DennisReisdorf schrieb:


> Vollkommen kostenlos.


Das ist eben das interessante. Aber wie wir alle wissen, nichts ist Heute kostenlos, wo ist der Hacken.
Also mitten im Spiel...Werbung für neuste nVidia Graka oder so brauch ich net... wenn verstehst.


----------



## MichaelG (30. Oktober 2016)

Ui.. nicht schlecht. Wie finanziert sich denn dann Discord ? Mit Werbung ?


----------



## Batze (30. Oktober 2016)

MichaelG, du nimmst mir meine Entscheidenden Fragen vorweg ^^


----------



## Bonkic (30. Oktober 2016)

google hilft (wie so oft): 

"Over time, Hammer & Chisel hopes to introduce ways to monetize  Discord. Those options include offering paid customization to players,  who can pay for special “emoji” text chat or other kinds of stickers or  decals."

@topic:
vielleicht lass ich mich auch mal auf dem schlachtfeld blicken.
aber ich bin wirklich sauschlecht, spiele eigentlich nie online-shooter.


----------



## Gast1669461003 (30. Oktober 2016)

MichaelG schrieb:


> Ui.. nicht schlecht. Wie finanziert sich denn dann Discord ? Mit Werbung ?



Werbung gibt's keine. Verkauf von gesammelten Daten findet laut Nutzungsbedingungen und Statements seitens Discord auch nicht statt. Es sollen später käufliche Sticker und Themes kommen. Das Unternehmen dahinter wird sich wohl anderweitig finanziert. Müsst ihr selbst recherchieren.


----------



## Batze (30. Oktober 2016)

DennisReisdorf schrieb:


> Werbung gibt's keine. Verkauf von gesammelten Daten findet laut Nutzungsbedingungen und Statements seitens Discord auch nicht statt. Es sollen später käufliche Sticker und Themes kommen. Das Unternehmen dahinter wird sich wohl anderweitig finanziert. Müsst ihr selbst recherchieren.

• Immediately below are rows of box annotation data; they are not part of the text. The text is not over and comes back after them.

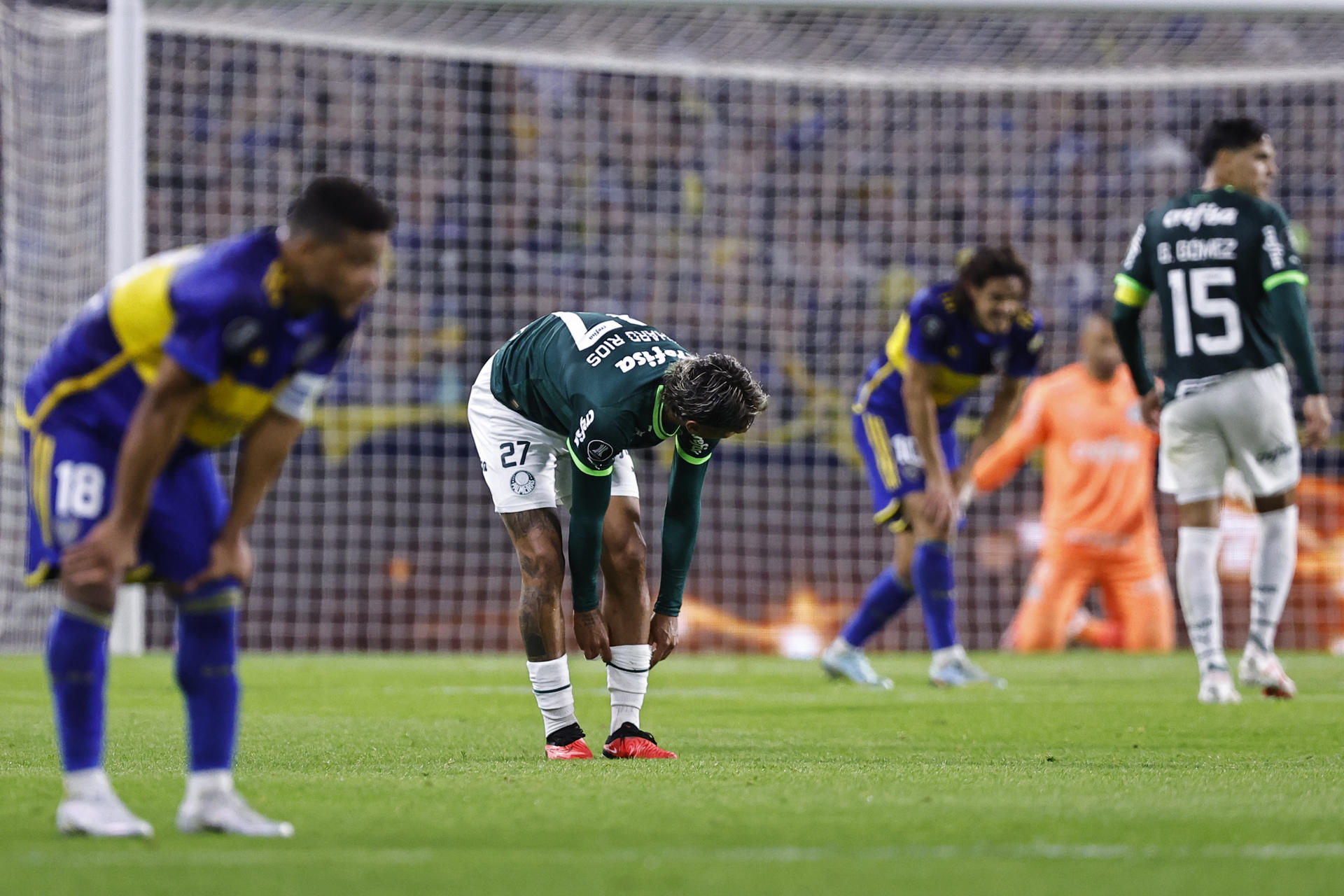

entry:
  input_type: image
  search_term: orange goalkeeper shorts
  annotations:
[1012,551,1176,653]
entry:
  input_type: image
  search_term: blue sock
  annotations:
[176,591,242,771]
[840,567,916,648]
[910,541,957,650]
[47,602,111,772]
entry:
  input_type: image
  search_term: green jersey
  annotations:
[1116,187,1315,400]
[491,312,718,615]
[491,312,714,475]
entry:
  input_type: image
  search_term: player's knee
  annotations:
[60,579,117,614]
[517,545,564,601]
[602,539,645,582]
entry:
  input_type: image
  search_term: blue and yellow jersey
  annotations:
[19,227,359,450]
[853,284,1044,431]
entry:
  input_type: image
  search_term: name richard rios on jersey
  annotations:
[584,328,694,373]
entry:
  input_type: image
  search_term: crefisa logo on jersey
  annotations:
[1163,203,1236,230]
[508,470,536,494]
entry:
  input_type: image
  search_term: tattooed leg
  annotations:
[501,507,564,662]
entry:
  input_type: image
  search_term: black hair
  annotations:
[285,177,396,243]
[1195,118,1268,168]
[663,352,770,433]
[951,246,1031,314]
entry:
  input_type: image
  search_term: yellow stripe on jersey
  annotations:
[1265,270,1308,293]
[853,314,983,414]
[183,373,290,447]
[28,428,57,547]
[887,314,983,407]
[108,247,289,447]
[1116,274,1153,307]
[15,352,130,434]
[863,414,900,489]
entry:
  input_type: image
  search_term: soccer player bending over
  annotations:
[970,310,1176,653]
[19,177,393,837]
[1113,118,1331,703]
[821,246,1044,688]
[466,312,766,759]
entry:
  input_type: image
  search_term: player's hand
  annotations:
[574,610,612,662]
[923,479,957,531]
[1138,380,1167,433]
[649,612,681,669]
[1302,395,1332,451]
[60,520,140,589]
[181,533,253,594]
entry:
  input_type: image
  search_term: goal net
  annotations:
[0,0,1344,654]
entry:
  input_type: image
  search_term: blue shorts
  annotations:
[20,412,228,586]
[853,410,961,532]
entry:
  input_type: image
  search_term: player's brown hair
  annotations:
[1195,118,1268,168]
[663,352,770,433]
[951,244,1031,313]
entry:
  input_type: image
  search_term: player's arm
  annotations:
[1261,212,1331,449]
[184,408,304,591]
[60,356,206,586]
[900,358,955,526]
[1110,218,1161,428]
[567,411,617,662]
[970,387,1047,491]
[649,430,718,665]
[966,376,1028,468]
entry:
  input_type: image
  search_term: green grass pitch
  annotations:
[0,653,1344,896]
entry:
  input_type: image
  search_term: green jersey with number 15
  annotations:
[1116,187,1306,400]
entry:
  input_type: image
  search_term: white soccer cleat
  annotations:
[1065,607,1096,643]
[929,643,1008,689]
[821,638,894,690]
[177,790,294,837]
[1199,669,1242,704]
[1236,649,1297,700]
[57,785,155,837]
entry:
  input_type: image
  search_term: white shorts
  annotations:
[1157,364,1302,504]
[466,355,640,513]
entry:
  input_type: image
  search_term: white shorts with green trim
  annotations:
[466,356,640,513]
[1157,364,1302,504]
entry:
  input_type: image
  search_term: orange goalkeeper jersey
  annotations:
[970,364,1157,555]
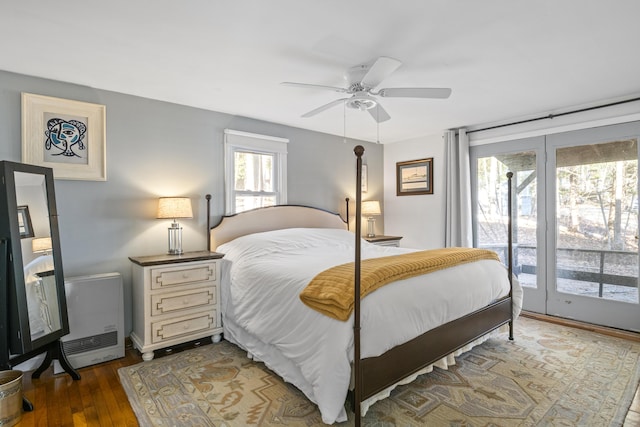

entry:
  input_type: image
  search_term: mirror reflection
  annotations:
[14,171,62,341]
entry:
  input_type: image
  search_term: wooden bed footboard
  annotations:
[350,145,513,427]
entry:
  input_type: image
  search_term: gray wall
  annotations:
[0,71,383,335]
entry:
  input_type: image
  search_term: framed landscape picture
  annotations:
[396,157,433,196]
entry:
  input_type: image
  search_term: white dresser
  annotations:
[129,251,223,361]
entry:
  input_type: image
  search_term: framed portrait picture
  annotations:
[360,165,369,193]
[396,157,433,196]
[22,93,107,181]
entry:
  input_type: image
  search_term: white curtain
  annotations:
[444,129,473,248]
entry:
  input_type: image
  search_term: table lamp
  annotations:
[156,197,193,255]
[362,200,382,237]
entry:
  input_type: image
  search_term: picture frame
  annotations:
[396,157,433,196]
[360,165,369,193]
[18,205,35,239]
[22,92,107,181]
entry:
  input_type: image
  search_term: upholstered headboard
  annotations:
[209,205,347,251]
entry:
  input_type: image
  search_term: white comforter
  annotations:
[217,228,509,424]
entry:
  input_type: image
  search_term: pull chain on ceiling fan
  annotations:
[281,56,451,123]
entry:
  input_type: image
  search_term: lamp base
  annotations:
[167,222,184,255]
[367,216,376,237]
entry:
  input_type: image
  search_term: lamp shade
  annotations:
[362,200,382,216]
[31,237,53,254]
[156,197,193,219]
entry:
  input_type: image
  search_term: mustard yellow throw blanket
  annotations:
[300,248,500,321]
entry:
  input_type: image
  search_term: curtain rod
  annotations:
[467,97,640,134]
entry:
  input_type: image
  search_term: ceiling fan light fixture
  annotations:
[346,93,378,111]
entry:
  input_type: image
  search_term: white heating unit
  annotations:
[54,273,124,374]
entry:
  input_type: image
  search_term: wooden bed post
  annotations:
[347,145,364,427]
[507,172,513,341]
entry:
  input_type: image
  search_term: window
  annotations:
[224,129,289,215]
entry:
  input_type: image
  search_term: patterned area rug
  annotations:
[119,318,640,427]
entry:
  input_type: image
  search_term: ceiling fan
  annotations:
[281,56,451,123]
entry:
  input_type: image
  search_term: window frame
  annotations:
[224,129,289,215]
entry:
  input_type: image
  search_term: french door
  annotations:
[471,123,640,331]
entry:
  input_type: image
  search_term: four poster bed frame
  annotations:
[206,145,513,426]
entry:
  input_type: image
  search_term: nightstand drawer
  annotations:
[151,286,216,316]
[151,263,216,289]
[151,309,216,344]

TS2 war auch mal umsonst, das mal nebenbei.


----------



## Gast1669461003 (30. Oktober 2016)

Bonkic schrieb:


> vielleicht lass ich mich auch mal auf dem schlachtfeld blicken.
> aber ich bin wirklich sauschlecht, spiele eigentlich nie online-shooter.



Dann lauf ich halt als Medic hinter dir, um deinem jämmerlichen Arsch wieder auf die Beine zu helfen.


----------



## Batze (30. Oktober 2016)

Bonkic schrieb:


> @topic:
> vielleicht lass ich mich auch mal auf dem schlachtfeld blicken.
> aber ich bin wirklich sauschlecht, spiele eigentlich nie online-shooter.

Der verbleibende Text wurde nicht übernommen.